Yes and yes :) Good thing is that with MPSC ringbuf, if contention is
an issue, they can go with a model of 1 ringbuf for each cpu, similar
to perfbuf, or something in between with few ringbufs for larger
number of CPUs, again trading performance for memory, as necessary.
This is easy to do in BPF by combining ringbuf map with ARRAY_OF_MAPS
or HASH_OF_MAPS.

>
> > > All reasons why I never bother with BPF, aside from it being more
> > > difficult than hacking up a kernel in the first place.
> >
> > It's not my goal to pitch BPF here, but for a lot of real-world use
> > cases, hacking kernel is not an option at all, for many reasons. One
> > of them is that kernel upgrades across huge fleet of servers take a
> > long time, which teams can't afford to wait.
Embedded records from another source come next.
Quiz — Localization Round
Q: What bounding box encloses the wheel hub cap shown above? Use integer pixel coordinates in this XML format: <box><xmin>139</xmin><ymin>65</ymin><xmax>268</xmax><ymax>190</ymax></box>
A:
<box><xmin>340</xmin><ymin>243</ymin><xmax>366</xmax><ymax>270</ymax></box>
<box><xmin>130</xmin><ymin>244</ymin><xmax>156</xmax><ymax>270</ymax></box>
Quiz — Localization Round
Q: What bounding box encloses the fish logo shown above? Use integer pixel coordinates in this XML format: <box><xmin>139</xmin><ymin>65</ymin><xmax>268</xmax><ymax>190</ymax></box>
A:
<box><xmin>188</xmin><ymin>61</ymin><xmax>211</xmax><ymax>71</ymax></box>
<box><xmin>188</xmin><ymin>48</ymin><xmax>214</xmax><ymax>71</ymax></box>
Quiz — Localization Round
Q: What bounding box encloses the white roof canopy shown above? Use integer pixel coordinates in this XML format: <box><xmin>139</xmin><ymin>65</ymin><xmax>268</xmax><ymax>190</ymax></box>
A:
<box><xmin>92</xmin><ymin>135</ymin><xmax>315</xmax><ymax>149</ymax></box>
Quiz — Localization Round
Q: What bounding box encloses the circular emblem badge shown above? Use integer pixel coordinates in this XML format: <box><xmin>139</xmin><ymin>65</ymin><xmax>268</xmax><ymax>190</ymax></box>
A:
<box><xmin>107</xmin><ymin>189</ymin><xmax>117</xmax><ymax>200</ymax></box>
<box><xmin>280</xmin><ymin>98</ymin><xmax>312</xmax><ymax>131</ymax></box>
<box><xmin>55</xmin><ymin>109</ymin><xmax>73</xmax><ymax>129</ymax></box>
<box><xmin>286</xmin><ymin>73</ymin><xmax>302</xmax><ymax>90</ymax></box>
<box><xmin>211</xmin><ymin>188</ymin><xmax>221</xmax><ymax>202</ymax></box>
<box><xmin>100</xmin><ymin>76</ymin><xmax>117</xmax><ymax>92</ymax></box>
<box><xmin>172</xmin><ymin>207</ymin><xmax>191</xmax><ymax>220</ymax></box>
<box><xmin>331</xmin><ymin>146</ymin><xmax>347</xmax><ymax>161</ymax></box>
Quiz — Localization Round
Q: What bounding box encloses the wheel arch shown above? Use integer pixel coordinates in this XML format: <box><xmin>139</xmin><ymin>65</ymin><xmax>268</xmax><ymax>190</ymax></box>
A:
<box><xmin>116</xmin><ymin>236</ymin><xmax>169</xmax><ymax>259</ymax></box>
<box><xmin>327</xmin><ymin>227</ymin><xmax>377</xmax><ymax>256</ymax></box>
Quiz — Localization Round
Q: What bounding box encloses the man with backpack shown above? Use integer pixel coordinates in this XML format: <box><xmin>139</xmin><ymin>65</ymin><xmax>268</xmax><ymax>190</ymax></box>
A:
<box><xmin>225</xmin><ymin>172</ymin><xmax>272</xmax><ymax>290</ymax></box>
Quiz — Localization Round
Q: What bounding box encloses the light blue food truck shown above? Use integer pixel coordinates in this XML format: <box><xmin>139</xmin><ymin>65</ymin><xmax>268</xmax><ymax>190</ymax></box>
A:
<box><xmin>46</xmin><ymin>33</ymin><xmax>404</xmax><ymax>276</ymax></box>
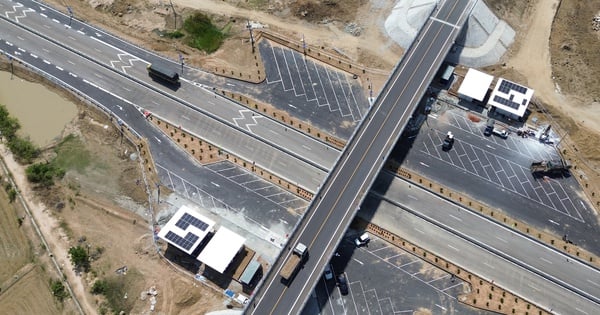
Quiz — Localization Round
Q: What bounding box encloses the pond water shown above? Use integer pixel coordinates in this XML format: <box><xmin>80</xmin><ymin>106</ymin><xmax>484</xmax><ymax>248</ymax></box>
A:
<box><xmin>0</xmin><ymin>71</ymin><xmax>77</xmax><ymax>146</ymax></box>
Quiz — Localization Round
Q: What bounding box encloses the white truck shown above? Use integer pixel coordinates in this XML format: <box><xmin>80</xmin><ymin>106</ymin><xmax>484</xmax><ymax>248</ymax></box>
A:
<box><xmin>279</xmin><ymin>243</ymin><xmax>308</xmax><ymax>283</ymax></box>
In such cases, BPF is a
> > perfect solution, which can't be beaten, as evidenced by a wide
> > variety of BPF applications solving real problems.
>
> Yeah; lots of people use it because they really have nothing better for
> their situation.
>
> As long as people understand the constraints (and that's a *BIG* if) I
> suppose it's usable.
>
> It's just things I don't want to have to worry about.
>
> Anyway, all that said, I like how you did the commits, I should look to
> see if I can retro-fit the perf buffer to have some of that. Once

Thanks, and yeah, it would be actually great to have this
reserve/commit API for perfbuf as well. Internally it actually does
that, AFAIU, but all of that is enclosed in
preempt_disable/preempt_enable region, not sure how practical and easy
it is to split this up and let BPF verifier enforce that each
reservation is followed by commit. Having this kind of API would allow
to eliminate some unfortunate code patterns with using extra per-CPU
array just to prepare a record before sending it over perfbuf with
perf_event_output().

> question though; why are you using xchg() for the commit? Isn't that
> more expensive than it should be?
>
> That is, why isn't that:
>
> smp_store_release(&hdr->len, new_len);
>
> ? Or are you needing the smp_mb() for the store->load ordering for the
> ->consumer_pos load? That really needs a comment.

Yeah, smp_store_release() is not strong enough, this memory barrier is
necessary. And yeah, I'll follow up with some more comments, that's
been what Joel requested as well.

>
> I think you can get rid of the smp_load_acquire() there, you're ordering
> a load->store and could rely on the branch to do that:
>
> cons_pos = READ_ONCE(&rb->consumer_pos) & rb->mask;
> if ((flags & BPF_RB_FORCE_WAKEUP) || (cons_pos == rec_pos && !(flags &BPF_RB_NO_WAKEUP))
> irq_work_queue(&rq->work);
>
> should be a control dependency.

Could be. I tried to keep consistent
smp_load_acquire/smp_store_release usage to keep it simpler. It might
not be the absolutely minimal amount of ordering that would still be
correct. We might be able to tweak and tune this without changing
correctness.

Anyways, thanks for taking a look and feedback. I hope some of my
examples explain why this might be a fine approach for a lot of
applications, even if not the most performant one.